What a crazy turnabout! These right wingers who claim to be such uber Christians are the temple priests of our times. Are you an old person who has been cheated out of your retirement savings by George's Enron friends? Or maybe you simply didn't have a good enough job to put away a couple hundred grand for your retirement? Or you need an operation to prolong your life? Tough, you old fart, life belongs to those who grab everything they can for themselves.
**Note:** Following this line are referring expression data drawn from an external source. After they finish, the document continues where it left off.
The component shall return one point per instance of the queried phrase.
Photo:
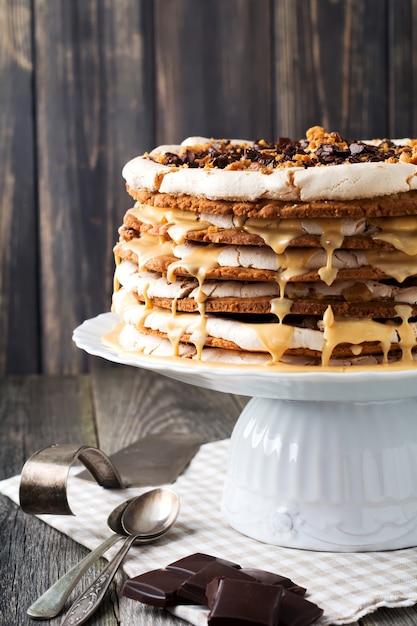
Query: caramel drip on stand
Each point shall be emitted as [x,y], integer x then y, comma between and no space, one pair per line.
[354,331]
[331,239]
[196,264]
[394,263]
[178,222]
[406,332]
[401,232]
[277,234]
[276,338]
[148,247]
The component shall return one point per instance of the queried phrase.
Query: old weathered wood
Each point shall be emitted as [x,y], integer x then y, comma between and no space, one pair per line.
[19,314]
[94,110]
[126,409]
[37,411]
[213,69]
[330,66]
[402,19]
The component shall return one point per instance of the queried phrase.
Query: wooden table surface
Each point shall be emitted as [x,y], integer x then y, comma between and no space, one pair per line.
[109,408]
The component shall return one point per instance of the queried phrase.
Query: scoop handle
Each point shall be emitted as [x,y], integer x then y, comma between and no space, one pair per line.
[88,602]
[50,603]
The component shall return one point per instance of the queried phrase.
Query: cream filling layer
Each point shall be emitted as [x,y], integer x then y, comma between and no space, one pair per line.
[273,338]
[326,182]
[149,285]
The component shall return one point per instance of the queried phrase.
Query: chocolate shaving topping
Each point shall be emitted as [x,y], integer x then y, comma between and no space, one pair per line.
[319,148]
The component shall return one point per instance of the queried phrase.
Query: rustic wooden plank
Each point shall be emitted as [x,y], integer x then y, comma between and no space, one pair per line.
[213,72]
[330,66]
[132,402]
[402,20]
[391,617]
[94,111]
[35,412]
[19,316]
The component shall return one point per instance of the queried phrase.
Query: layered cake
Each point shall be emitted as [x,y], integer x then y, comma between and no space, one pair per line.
[296,251]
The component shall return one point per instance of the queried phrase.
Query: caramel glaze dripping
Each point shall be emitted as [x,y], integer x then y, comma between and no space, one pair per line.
[401,232]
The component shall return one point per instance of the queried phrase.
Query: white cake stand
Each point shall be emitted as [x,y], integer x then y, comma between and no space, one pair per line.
[318,460]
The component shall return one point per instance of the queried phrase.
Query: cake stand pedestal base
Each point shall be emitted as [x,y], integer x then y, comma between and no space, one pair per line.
[332,476]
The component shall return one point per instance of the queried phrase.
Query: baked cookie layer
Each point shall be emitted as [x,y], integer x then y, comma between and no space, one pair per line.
[265,252]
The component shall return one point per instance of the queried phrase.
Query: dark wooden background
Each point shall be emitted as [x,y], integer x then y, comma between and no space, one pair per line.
[87,84]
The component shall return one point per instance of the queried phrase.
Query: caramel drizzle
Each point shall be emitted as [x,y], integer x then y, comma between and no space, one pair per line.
[277,338]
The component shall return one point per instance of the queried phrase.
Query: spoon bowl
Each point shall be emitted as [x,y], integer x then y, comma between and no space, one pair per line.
[151,516]
[146,518]
[50,603]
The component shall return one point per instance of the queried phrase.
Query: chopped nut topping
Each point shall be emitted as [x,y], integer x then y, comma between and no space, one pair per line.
[318,148]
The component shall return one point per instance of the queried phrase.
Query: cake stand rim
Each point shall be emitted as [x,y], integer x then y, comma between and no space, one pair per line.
[360,385]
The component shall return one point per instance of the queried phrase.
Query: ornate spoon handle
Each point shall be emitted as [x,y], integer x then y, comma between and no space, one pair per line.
[51,602]
[89,601]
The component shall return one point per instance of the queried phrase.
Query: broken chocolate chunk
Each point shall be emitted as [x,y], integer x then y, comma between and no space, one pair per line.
[157,587]
[297,611]
[194,587]
[245,603]
[269,578]
[195,562]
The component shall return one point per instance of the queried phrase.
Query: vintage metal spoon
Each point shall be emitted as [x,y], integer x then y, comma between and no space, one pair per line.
[50,603]
[145,519]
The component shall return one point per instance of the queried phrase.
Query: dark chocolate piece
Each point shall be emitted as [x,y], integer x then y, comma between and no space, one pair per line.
[157,587]
[297,611]
[263,576]
[245,603]
[194,588]
[195,562]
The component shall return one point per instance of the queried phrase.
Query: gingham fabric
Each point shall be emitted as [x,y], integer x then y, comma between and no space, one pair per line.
[347,586]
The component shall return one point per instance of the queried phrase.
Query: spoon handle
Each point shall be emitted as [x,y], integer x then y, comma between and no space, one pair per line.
[89,600]
[51,602]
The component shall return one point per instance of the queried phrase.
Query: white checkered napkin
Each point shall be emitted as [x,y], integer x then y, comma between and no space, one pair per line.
[347,586]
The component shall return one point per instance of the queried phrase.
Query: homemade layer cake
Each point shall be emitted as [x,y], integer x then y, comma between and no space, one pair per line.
[303,252]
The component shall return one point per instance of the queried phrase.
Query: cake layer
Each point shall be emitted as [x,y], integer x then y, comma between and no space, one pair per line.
[347,298]
[255,252]
[275,339]
[322,167]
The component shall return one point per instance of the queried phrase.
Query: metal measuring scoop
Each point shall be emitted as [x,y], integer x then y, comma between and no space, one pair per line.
[50,603]
[146,519]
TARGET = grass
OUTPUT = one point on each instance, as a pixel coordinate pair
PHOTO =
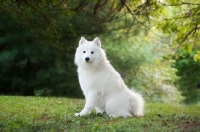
(57, 114)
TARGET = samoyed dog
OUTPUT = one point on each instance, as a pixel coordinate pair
(102, 86)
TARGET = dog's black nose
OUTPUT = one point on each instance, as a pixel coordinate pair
(87, 58)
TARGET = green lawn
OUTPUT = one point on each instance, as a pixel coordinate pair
(57, 114)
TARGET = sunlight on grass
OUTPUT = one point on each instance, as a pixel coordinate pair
(57, 114)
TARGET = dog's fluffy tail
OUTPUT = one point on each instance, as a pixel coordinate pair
(137, 103)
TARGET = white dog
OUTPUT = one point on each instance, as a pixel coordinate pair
(103, 87)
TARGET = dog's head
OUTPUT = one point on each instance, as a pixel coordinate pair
(88, 52)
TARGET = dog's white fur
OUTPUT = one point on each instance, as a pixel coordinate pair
(103, 87)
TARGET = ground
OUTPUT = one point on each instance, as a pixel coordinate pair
(57, 114)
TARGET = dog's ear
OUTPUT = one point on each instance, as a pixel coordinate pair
(82, 40)
(97, 41)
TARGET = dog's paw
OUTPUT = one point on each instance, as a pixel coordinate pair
(77, 114)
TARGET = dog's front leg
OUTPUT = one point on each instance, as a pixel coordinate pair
(91, 102)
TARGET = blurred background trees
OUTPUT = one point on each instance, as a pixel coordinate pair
(154, 44)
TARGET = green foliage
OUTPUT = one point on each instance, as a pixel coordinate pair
(57, 114)
(188, 71)
(28, 66)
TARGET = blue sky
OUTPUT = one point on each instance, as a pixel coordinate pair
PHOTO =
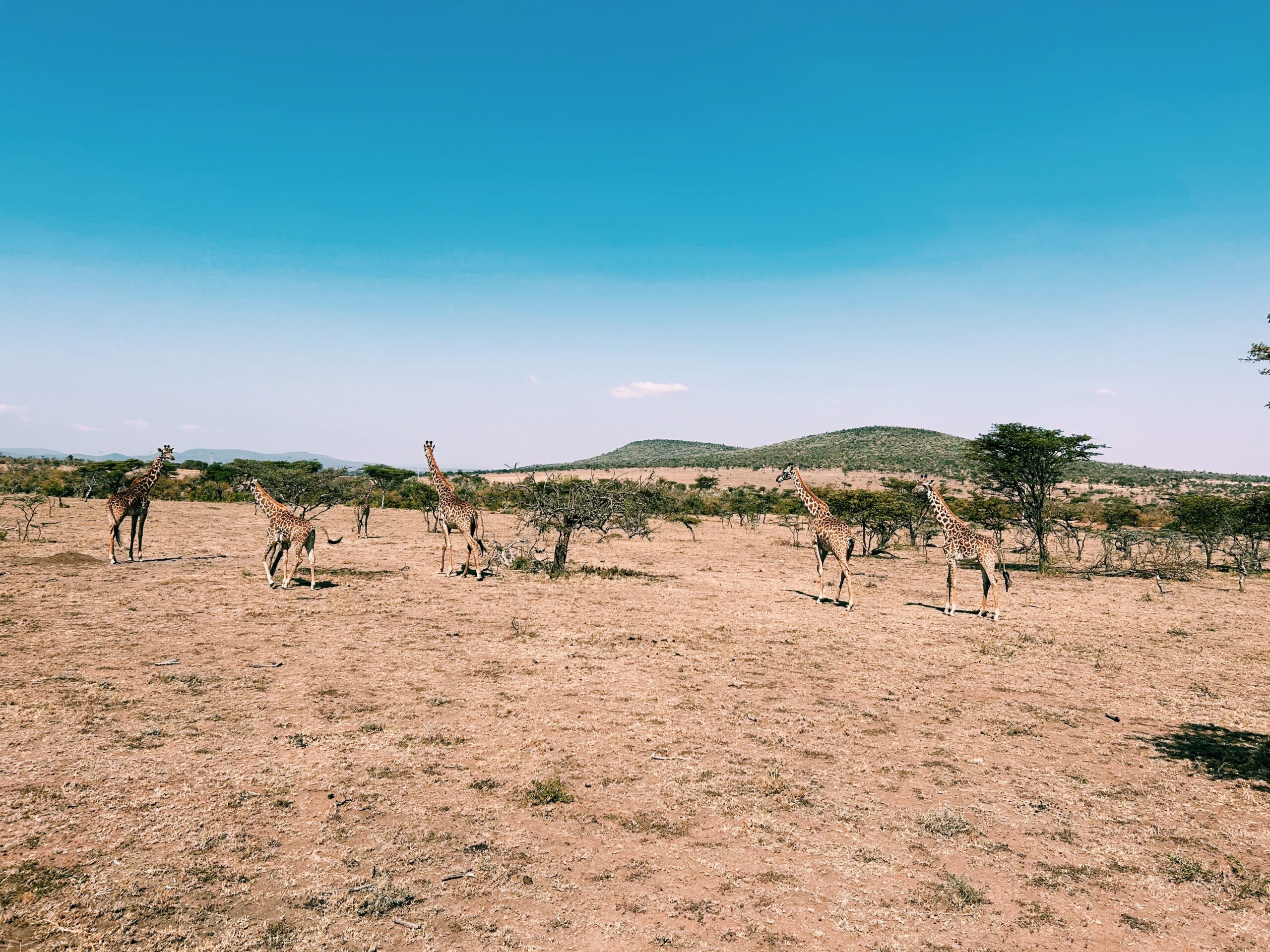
(352, 228)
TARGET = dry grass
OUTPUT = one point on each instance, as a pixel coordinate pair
(643, 756)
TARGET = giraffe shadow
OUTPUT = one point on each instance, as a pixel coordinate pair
(940, 608)
(829, 602)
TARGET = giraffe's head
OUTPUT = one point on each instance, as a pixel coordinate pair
(925, 488)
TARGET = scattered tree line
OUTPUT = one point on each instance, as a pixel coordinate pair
(1024, 493)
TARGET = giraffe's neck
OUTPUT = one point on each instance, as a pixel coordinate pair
(813, 503)
(268, 503)
(445, 488)
(145, 481)
(940, 511)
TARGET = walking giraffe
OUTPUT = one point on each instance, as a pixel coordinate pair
(963, 542)
(286, 532)
(135, 500)
(455, 513)
(831, 535)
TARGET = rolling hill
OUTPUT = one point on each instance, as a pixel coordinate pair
(886, 448)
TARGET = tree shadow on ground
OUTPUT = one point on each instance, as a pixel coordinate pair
(1222, 753)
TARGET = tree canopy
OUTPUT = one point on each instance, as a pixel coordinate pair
(1026, 464)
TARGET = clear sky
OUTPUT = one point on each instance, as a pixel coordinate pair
(538, 232)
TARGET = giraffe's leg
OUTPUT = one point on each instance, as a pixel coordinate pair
(115, 535)
(132, 536)
(268, 568)
(991, 575)
(820, 569)
(141, 529)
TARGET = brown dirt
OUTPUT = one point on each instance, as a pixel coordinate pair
(747, 769)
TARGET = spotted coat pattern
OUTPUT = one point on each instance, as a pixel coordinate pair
(832, 535)
(135, 500)
(455, 515)
(962, 542)
(287, 532)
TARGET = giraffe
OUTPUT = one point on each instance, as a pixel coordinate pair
(287, 531)
(454, 513)
(135, 500)
(963, 542)
(362, 508)
(831, 535)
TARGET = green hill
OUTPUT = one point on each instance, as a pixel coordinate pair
(886, 448)
(649, 452)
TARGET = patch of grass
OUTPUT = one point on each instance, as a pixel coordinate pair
(951, 894)
(945, 823)
(1139, 924)
(35, 880)
(280, 935)
(550, 790)
(384, 899)
(1035, 914)
(441, 740)
(613, 572)
(1071, 876)
(658, 824)
(1179, 869)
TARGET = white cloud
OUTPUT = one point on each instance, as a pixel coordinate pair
(642, 389)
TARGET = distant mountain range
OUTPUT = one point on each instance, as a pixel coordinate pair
(883, 448)
(207, 456)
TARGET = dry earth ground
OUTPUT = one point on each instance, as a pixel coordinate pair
(747, 769)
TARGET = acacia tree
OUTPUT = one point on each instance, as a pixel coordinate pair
(571, 506)
(1026, 464)
(304, 485)
(1260, 353)
(1207, 517)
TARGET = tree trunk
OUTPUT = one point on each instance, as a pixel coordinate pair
(562, 552)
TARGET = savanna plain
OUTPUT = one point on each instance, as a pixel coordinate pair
(690, 754)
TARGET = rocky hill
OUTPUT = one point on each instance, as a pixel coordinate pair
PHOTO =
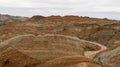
(60, 41)
(4, 17)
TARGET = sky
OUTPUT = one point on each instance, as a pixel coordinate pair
(92, 8)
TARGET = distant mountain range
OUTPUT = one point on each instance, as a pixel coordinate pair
(4, 17)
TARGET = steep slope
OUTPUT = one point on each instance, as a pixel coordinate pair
(47, 47)
(109, 57)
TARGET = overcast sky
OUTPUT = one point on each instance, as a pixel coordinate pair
(92, 8)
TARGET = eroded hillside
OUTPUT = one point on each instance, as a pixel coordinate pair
(55, 41)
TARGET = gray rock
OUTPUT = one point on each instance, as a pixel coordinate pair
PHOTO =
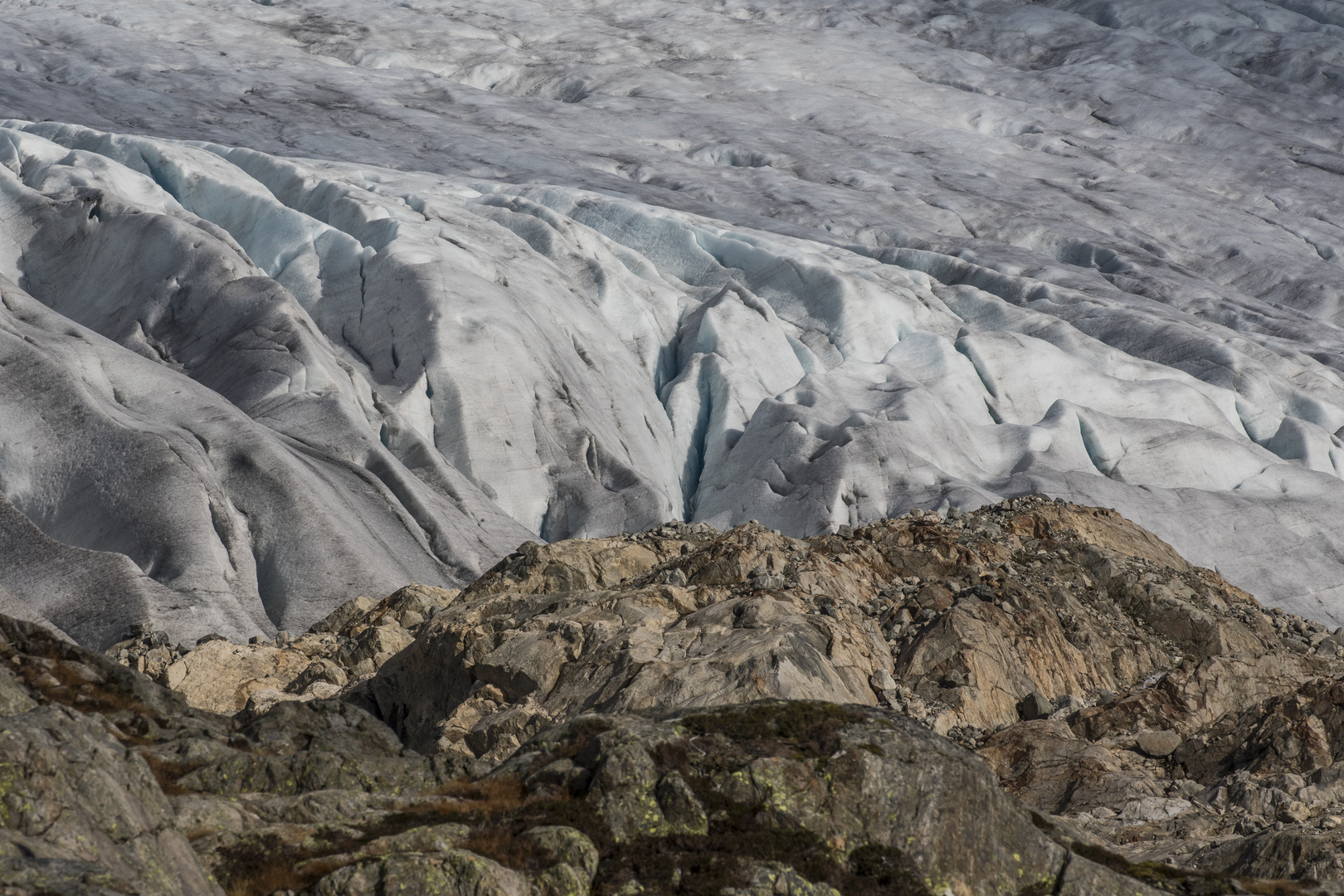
(1157, 743)
(1035, 705)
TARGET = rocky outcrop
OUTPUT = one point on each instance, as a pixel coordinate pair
(114, 785)
(1103, 677)
(348, 645)
(1140, 705)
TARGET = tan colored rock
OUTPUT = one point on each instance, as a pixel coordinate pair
(1157, 743)
(488, 670)
(221, 676)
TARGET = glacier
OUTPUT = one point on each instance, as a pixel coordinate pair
(308, 299)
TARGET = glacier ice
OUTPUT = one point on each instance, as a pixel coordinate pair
(314, 297)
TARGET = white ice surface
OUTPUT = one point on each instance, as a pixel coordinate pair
(335, 295)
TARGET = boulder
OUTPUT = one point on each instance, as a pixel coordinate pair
(1157, 743)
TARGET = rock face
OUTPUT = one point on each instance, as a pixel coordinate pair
(348, 645)
(1103, 677)
(114, 785)
(1159, 722)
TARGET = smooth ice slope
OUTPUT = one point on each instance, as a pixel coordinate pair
(570, 269)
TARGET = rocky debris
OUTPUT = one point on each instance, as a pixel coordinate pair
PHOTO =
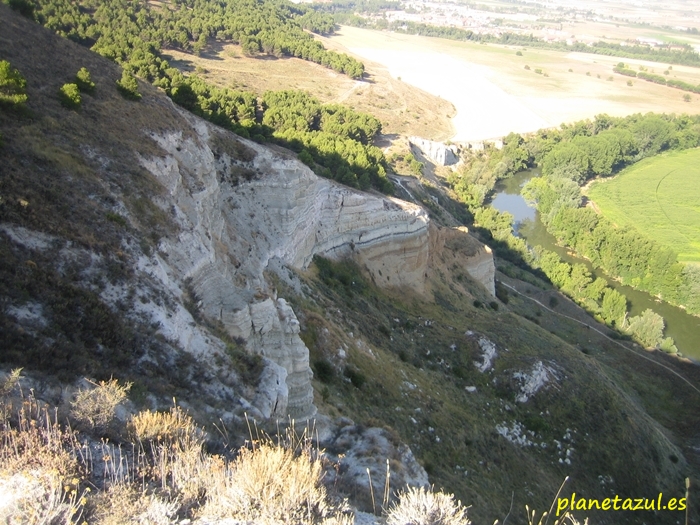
(516, 433)
(231, 226)
(455, 248)
(438, 152)
(531, 382)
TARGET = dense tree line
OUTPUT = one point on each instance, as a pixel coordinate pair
(133, 33)
(334, 140)
(570, 156)
(601, 148)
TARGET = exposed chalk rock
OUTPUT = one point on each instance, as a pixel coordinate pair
(239, 205)
(438, 152)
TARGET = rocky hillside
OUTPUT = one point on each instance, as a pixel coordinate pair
(140, 242)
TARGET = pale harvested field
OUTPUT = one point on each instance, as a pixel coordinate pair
(494, 94)
(401, 107)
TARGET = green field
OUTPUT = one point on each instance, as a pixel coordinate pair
(660, 197)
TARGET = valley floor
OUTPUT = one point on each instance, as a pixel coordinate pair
(493, 92)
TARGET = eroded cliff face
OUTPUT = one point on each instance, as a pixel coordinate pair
(239, 205)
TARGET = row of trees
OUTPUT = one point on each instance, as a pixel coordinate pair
(622, 69)
(358, 13)
(133, 33)
(334, 140)
(569, 156)
(602, 148)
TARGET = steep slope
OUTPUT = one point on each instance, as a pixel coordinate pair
(225, 207)
(141, 242)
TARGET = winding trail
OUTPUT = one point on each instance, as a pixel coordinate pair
(691, 385)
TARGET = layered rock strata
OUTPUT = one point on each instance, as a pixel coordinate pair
(239, 205)
(438, 152)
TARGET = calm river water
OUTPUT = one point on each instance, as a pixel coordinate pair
(684, 328)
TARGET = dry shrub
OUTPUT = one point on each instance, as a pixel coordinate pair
(95, 407)
(6, 388)
(163, 427)
(39, 477)
(272, 483)
(123, 503)
(419, 506)
(565, 519)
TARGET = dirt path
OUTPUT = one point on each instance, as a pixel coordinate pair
(591, 327)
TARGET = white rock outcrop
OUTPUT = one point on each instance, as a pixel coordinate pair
(438, 152)
(238, 206)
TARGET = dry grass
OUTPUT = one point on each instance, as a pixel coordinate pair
(420, 506)
(170, 427)
(39, 476)
(95, 407)
(161, 475)
(402, 108)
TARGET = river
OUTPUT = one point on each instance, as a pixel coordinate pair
(684, 328)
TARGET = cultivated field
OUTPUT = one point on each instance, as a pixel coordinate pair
(665, 203)
(494, 93)
(401, 107)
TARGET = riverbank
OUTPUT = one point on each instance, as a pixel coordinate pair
(683, 327)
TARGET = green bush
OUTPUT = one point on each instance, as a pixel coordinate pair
(13, 86)
(128, 86)
(69, 95)
(84, 82)
(324, 371)
(23, 7)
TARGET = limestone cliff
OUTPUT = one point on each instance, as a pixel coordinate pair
(239, 205)
(438, 152)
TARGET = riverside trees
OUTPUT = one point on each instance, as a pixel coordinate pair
(569, 157)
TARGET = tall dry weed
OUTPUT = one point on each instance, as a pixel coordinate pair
(420, 506)
(94, 408)
(39, 476)
(275, 483)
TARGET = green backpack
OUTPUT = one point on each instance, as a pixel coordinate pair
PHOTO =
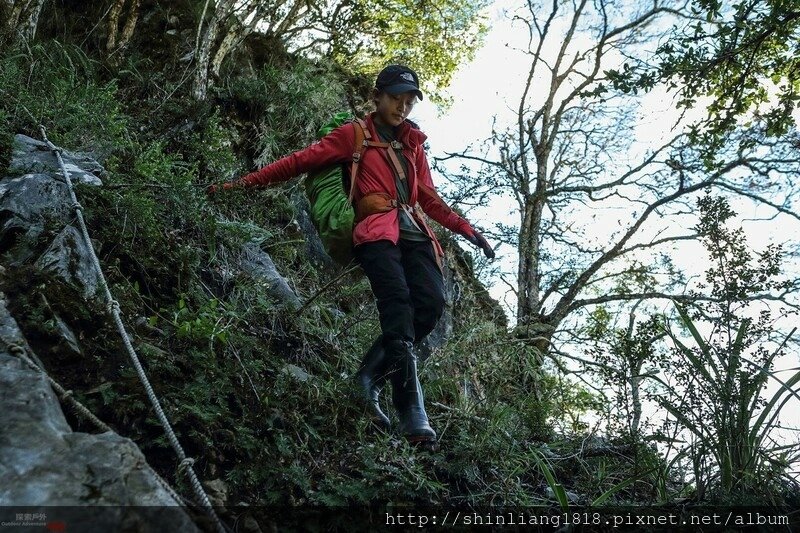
(330, 192)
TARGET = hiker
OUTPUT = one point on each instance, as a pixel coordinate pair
(391, 240)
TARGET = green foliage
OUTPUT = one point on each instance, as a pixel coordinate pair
(6, 141)
(288, 105)
(59, 86)
(433, 38)
(731, 57)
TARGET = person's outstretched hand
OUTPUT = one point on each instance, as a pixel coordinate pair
(478, 240)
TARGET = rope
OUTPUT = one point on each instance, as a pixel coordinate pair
(114, 310)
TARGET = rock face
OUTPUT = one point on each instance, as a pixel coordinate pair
(36, 204)
(44, 463)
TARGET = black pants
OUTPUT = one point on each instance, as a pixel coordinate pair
(407, 284)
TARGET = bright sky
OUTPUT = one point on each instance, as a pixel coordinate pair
(491, 85)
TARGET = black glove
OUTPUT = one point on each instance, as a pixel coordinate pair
(478, 240)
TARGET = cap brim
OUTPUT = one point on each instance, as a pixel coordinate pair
(403, 88)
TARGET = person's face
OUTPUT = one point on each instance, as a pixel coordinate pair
(392, 109)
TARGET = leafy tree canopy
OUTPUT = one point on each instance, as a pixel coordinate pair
(431, 36)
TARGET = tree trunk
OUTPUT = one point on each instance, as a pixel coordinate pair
(203, 58)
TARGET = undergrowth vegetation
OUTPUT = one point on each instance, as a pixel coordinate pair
(258, 391)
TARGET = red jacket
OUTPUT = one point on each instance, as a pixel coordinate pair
(374, 176)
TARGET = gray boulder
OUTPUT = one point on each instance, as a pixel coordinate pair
(258, 264)
(30, 156)
(69, 258)
(28, 205)
(37, 204)
(90, 482)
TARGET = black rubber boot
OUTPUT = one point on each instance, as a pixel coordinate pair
(407, 393)
(371, 377)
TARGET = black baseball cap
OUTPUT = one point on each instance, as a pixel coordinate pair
(396, 79)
Call Ken Lay and we'll have a great party on your grave!

Posted by: James of DC on December 18, 2005 at 3:23 AM | PERMALINK

"...the president used his weekly radio address to reassert not only the necessity, but the rightness, of his decision to authorize a secret domestic spying program, and cast those who exposed it to the light of day as putting American citizens at risk and endangering the country."
That suggests his defense is not addressed to the public at large, or even to that Republican-leaning ~5% he had lost by last month on Iraq but regained as gas prices have fallen and the Miers nomination and Katrina debacles recede in memory. Once he lost credibilty on Iraq, GOP attack-talk worsened his losses in public opinion, e.g. with the jeering at Mrs. Sheehan. It was the tactic of first choice against Rep. Murtha until they caught on that that was offensive to the public. But it still appeals to the surly, resentful hard Right, and that is who Bush is trying to rally -- at the expense of the Constitution and the very rule of law. The likes of Bob Barr understand the long-term peril that poses even for rich white men like himself. Fitzmas may keep on giving, Abrahamoff may flip, and corruptions of such bland enterprises as Sen. Frist's AIDS charity finally get some of the coverage they deserve -- can the GOP leadership rant demagoguery about "law and order" or the sacred awe they hold the Constitution in? Bush, or the people who do his thinking for him, do well to worry.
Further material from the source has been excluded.